In his first bout at Madison Square Garden on December 14, 1928, he demonstrated defensive skills and managed well placed blows, defeating Harry Carlton in a six round points decision. Both boxers fought just under modern lightweight range.

In a highlight of his early career on February 8, 1929, fighting as a lightweight, he defeated Tommy DeCarlo before a crowded Madison Square Garden audience by technical knockout in the fifth of six scheduled rounds.

He defeated Ray Rivera on July 4, 1930, in an eight-round points decision in Brooklyn.

In one of his most notable wins, Goldman knocked out former Bantamweight Champion Eddie "Cannonball" Martin on August 11, 1930, at Dexter Park Arena in Queens, New York. A bad cut over Martin's eye caused the referee to stop the contest in the ninth round. Goldman had an advantage in height and weight, and battered Martin throughout the bout, but Martin remained game and attempted to gain points and mount a defense throughout the bout. The Brooklyn Daily Eagle wrote that Goldman's blows outnumbered his opponent's nearly five to one. Martin scored best in the sixth round with his left hook.
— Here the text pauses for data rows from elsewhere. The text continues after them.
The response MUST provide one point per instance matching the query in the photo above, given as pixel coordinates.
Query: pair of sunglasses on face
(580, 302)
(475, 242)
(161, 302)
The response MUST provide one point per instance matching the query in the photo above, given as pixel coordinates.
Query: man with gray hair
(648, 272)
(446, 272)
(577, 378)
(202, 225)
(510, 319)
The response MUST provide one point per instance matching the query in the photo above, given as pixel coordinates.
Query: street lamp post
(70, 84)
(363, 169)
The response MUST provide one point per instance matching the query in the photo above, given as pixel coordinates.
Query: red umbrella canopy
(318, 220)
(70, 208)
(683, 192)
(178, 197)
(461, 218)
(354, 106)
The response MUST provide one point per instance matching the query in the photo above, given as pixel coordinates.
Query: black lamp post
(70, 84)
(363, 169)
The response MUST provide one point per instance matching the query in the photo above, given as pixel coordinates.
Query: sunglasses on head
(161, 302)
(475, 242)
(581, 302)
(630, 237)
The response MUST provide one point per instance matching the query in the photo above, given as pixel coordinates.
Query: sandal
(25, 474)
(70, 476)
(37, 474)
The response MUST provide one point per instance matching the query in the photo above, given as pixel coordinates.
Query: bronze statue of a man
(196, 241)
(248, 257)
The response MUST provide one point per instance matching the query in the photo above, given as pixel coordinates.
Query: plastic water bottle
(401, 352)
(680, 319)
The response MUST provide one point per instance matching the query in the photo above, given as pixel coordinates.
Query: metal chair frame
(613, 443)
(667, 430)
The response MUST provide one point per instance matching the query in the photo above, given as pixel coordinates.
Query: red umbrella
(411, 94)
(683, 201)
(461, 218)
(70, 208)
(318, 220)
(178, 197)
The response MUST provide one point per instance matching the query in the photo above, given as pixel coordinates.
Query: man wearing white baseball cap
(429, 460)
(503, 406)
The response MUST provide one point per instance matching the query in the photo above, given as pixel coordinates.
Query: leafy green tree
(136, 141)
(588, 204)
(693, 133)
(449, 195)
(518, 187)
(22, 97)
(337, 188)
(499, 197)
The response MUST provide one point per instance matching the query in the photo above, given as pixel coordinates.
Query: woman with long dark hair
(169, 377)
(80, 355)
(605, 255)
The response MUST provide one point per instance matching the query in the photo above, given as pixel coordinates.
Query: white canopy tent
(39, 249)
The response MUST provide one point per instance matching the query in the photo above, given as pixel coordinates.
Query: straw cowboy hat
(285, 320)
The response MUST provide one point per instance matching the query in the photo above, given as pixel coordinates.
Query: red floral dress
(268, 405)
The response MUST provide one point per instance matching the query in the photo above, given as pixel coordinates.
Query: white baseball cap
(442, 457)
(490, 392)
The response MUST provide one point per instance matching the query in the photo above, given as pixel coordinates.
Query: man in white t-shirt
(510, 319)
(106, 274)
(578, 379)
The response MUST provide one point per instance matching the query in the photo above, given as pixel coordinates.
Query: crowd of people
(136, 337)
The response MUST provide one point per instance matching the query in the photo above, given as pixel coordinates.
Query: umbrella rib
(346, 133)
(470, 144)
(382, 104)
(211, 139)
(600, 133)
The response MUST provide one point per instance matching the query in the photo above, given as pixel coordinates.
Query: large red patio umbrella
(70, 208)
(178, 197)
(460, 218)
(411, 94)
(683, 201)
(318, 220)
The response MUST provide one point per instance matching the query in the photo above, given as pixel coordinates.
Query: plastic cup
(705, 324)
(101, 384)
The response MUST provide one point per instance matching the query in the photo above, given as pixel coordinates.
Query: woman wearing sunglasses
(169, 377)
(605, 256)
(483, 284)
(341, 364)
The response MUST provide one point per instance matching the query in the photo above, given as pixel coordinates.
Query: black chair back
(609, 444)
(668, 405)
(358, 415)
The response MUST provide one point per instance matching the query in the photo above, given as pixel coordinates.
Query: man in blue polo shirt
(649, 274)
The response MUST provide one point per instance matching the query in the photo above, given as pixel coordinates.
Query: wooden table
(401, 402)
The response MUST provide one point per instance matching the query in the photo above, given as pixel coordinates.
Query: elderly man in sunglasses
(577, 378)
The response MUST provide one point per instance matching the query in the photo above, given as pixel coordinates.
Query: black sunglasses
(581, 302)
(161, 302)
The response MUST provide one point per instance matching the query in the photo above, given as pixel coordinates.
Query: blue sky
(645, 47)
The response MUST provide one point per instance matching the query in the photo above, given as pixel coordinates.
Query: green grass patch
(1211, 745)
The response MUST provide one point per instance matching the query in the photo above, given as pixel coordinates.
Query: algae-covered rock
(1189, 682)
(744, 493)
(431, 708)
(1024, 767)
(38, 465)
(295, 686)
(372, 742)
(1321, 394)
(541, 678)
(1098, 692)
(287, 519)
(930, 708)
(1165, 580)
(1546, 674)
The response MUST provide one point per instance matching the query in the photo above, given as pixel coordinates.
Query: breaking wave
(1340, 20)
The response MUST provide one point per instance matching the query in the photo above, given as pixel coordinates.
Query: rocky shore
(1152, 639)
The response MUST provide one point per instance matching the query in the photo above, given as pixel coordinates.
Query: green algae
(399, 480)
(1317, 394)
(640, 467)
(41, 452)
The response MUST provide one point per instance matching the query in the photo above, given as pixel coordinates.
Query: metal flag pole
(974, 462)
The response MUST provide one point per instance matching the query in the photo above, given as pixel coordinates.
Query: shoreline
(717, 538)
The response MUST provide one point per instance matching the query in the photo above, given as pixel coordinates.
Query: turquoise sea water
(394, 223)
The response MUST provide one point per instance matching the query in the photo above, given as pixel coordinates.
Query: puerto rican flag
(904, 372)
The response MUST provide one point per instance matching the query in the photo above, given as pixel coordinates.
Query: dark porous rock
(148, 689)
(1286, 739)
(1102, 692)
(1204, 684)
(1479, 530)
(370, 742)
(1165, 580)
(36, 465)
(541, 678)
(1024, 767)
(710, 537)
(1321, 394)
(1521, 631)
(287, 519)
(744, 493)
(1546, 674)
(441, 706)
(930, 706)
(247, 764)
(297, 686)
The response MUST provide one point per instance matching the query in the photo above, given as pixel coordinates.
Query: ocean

He put an off-balance Goldman down for a count of six in the first round.

He defeated Philly Griffin, a future contender for the world junior welterweight title against Tony Canzoneri, on January 12, 1931, at Laurel Park in Newark, New Jersey. Jack Dempsey refereed.

Nearing the end of his more competitive career, he lost decisively to Eddie McNamara on January 5, 1932, in an eight-round points decision at the Elks Club in Brooklyn, New York. McNamara nearly had Goldman out on his feet with a two-handed assault in the seventh, though Marty fought on. The Brooklyn Daily Eagle wrote that McNamara took all eight rounds, but was booed and warned by the referee for using his elbows against Goldman in several rounds.

Louisville boxer Cecil Payne outpointed Goldman on March 20, 1931, in ten rounds before a slim depression-era crowd of 8,000 at New York's Madison Square Garden. A prolific boxer, a few months later Payne would contend for the world junior welterweight title against Tony Canzoneri.

He drew with Al Rossi in a ten-round points decision on November 9, 1931, in Newark, New Jersey. Goldman was floored for a six count in the second from a right to the chin by Rossi, but rallied in the last three rounds to obtain the draw ruling. The fighting was fast and furious.

Two years after he defeated former bantamweight champion Eddie Martin on May 16, 1932, Goldman was knocked out by Benny Leonard, the former World Lightweight Champion, who was attempting a comeback after losing most of his money in the stock market crash of 1929. Boxing as a welterweight, Leonard knocked out Goldman only 45 seconds into the second round. The bout was fought at Laurel Gardens in Newark, New Jersey. Leonard's final blow was a short but powerful right to the jaw, which was preceded by a brief flurry of jabs. To many fans, Leonard's footwork and use of rapid combination punching brought back images of the Leonard of old, but in reality Goldman, though a solid club fighter, was far from a world-ranked welterweight contender.

According to family members, Goldman was sponsored by Damon Runyon, author of Guys and Dolls, and Owney Madden, owner of the famed Cotton Club. He was also the subject of articles written by Walter Winchell and Ed Sullivan, both fans of his.

Goldman fought at venues such as Madison Square Garden, Ebbets Field & Yankee Stadium during his career.